Assemblyman Bill Magnarelli was the prime sponsor for three pieces of legislation, the first of its kind in New York State:
Amber Alert (2002): increases the potential for rapidly identifying and locating suspected child abductors by broadcasting pertinent information to the greatest number of people in the shortest possible time.
Missing Vulnerable Adult Alert (2011): modeled after Amber Alert, this system similarly broadcasts early and timely warnings of missing vulnerable adults with diminished mental abilities or physical impairments.

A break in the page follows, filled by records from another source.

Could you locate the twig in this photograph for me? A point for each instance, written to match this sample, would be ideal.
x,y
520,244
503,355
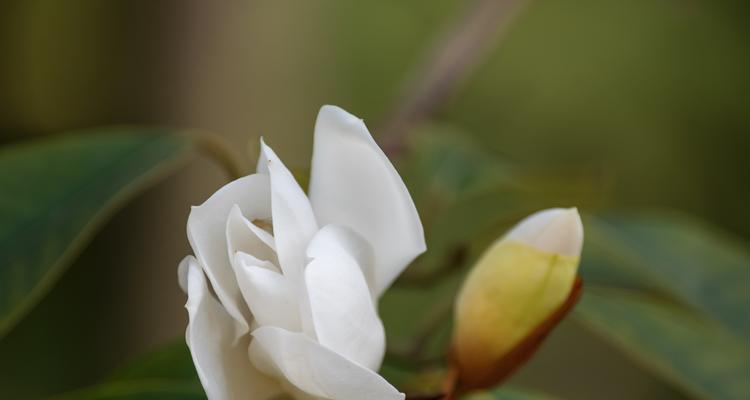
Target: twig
x,y
454,56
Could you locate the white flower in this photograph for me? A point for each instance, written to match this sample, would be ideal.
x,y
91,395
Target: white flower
x,y
290,300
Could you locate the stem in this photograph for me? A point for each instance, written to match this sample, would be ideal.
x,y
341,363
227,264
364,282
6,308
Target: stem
x,y
454,56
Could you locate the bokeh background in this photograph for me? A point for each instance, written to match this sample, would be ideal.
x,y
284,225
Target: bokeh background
x,y
645,104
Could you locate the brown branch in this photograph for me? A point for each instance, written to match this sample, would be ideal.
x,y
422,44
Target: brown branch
x,y
453,57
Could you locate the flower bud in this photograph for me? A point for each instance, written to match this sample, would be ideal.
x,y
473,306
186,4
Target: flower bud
x,y
506,303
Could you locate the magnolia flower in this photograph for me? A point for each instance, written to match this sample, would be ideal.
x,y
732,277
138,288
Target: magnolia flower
x,y
518,283
283,288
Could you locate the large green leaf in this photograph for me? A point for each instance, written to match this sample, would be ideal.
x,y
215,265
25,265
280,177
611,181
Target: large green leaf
x,y
682,345
674,255
167,373
54,195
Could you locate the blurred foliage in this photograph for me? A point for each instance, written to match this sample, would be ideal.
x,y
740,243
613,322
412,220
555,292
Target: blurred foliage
x,y
604,104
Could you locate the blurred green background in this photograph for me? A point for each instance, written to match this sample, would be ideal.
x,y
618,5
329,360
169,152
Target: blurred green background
x,y
612,105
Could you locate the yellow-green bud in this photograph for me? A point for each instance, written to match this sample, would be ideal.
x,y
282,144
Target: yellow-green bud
x,y
519,282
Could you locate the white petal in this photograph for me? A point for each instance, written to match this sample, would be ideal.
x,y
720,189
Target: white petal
x,y
336,238
354,184
207,235
293,220
316,369
245,236
272,298
343,314
223,366
555,230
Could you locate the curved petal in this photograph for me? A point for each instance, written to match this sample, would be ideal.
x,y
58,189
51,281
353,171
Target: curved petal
x,y
342,311
224,369
244,236
332,238
555,230
271,297
206,230
354,184
293,220
315,369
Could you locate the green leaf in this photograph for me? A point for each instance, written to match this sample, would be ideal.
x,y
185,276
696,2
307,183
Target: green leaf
x,y
171,362
166,373
136,390
56,193
681,345
675,255
509,394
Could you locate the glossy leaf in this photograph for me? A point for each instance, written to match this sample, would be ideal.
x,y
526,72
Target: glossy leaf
x,y
54,195
684,347
509,394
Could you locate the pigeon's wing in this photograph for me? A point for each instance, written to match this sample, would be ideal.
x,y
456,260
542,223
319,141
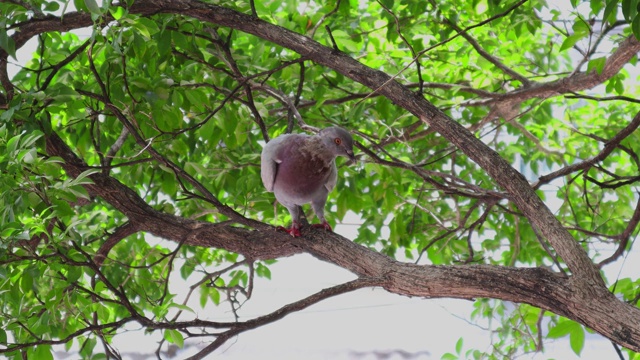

Shaken Baby Syndrome (2004): requires hospitals, birth centers, secondary school parenting classes and all NYS inmates to receive education and information on the dangers of “shaken baby syndrome”. The Assemblyman also sponsors a yearly Assembly resolution to promote Shaken Baby Syndrome awareness in New York.
The Missing Vulnerable Adults Alert was sponsored by Assemblyman William Magnarelli. The Alzheimer's Association of Central New York celebrated the bill's passage. It works much like the AMBER Alert system for children, alerting the public when there is a missing person who is believed to be vulnerable. Magnarelli says it's especially important when the temperature starts to drop. "If someone wanders off in the middle of June, that's one thing. If somebody wanders off with just a shirt on and leaves a nursing home or facility and it’s the middle of winter, you don't have a lot of time," said Magnarelli.
Assemblyman William B. Magnarelli and Julie Cecile, then executive director of the McMahon/Ryan Child Advocacy Site, demonstrate how a doll can help teach about the permanent and tragic consequences of Shaken Baby Syndrome. The doll from Realityworks uses lights to simulate brain damage or death from being violently shaken. Magnarelli is a vocal advocate of how education can help prevent Shaken Baby Syndrome. He has introduced three pieces of legislation that have become New York State law allowing for the showing of a video about the dangers of Shaken Baby Syndrome to new mothers, high school students and prison inmates.